Lo más interesante de todo es que, al margen de la descripción de la conquista o de la intrahistoria de los soldados, hay un aliento literario sorprendentemente moderno. El hombre que escribe mira al pasado con nostalgia, y al presente con desencanto: es un libro que habla de las esperanzas perdidas. Así, resulta conmovedor contemplar en el capítulo CCV el esfuerzo titánico de Bernal por rescatar de ese pasado arenoso los nombres y apellidos de todos sus compañeros, de los que deja una breve biografía como si de este modo pudiera inmortalizar los cadáveres humildes que quedaron perdidos en la selva.
Gestas impensables, traiciones a mansalva, codicia desmedida y ansia de gloria: eviten juicios apriorísticos y simplemente paladeen el genuino castellano de Bernal Díaz del Castillo; comprobarán que estamos ante uno de los grandes clásicos de la literatura española.
3 comentarios:
Recomiendo vivamente el ensayo La conquista de América, de Todorov. Interesantísimo libro que aborda el descubrimiento, la conquista y la colonización con una perspectiva centrada en el hecho comunicativo y su papel en este evento. Revisa también las principales crónicas escritas por los protagonistas de este periodo.

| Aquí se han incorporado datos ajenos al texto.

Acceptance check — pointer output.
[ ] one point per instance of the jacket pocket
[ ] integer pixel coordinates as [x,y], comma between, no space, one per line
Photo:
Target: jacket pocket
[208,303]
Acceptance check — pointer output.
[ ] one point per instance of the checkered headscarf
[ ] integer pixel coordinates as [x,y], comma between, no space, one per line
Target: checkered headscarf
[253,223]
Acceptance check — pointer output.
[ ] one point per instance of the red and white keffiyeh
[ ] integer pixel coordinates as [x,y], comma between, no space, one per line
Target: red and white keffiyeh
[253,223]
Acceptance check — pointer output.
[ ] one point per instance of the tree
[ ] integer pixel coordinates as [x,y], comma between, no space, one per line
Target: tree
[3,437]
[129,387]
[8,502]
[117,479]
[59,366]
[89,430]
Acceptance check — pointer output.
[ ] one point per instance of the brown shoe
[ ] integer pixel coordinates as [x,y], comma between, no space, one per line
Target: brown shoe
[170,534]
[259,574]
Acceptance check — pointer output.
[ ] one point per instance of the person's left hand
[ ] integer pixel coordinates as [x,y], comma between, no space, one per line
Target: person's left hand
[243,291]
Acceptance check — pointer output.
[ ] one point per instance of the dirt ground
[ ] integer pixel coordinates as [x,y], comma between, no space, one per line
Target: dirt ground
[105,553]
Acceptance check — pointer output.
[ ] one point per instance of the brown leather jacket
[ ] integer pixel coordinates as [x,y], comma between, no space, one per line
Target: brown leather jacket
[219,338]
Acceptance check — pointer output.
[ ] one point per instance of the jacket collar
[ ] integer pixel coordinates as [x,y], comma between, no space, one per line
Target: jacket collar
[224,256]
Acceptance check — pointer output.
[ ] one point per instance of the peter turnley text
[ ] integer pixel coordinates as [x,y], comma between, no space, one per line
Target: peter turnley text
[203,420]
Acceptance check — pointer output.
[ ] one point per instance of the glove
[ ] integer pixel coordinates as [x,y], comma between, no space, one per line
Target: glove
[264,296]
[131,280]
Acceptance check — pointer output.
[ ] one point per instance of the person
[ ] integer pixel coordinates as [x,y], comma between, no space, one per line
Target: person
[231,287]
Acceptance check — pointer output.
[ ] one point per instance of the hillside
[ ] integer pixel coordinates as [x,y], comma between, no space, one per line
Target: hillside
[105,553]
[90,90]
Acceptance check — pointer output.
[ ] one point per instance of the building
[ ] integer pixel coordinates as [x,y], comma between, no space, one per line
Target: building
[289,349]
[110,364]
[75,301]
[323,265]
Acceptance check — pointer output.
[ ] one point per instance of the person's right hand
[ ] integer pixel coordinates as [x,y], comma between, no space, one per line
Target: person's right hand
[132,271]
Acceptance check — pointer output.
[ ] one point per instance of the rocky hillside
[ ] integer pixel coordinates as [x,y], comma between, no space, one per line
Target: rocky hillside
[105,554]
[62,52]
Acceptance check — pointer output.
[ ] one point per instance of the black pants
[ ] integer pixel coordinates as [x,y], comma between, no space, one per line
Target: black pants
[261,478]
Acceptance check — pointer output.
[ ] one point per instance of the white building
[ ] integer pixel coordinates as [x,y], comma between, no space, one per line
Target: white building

No pude evitar en esta entrada antigua y pasar sin recomendar vivamente una obra maestra. Sin duda alguna que la enorme mayoría de novelillas históricas sobre la materia no le llegan a la suela de los zapatos.
Saludos
La mejor literatura en castellano se escribio´ en el siglo XVI. Sus autores fueron los cronistas españoles de ultramar.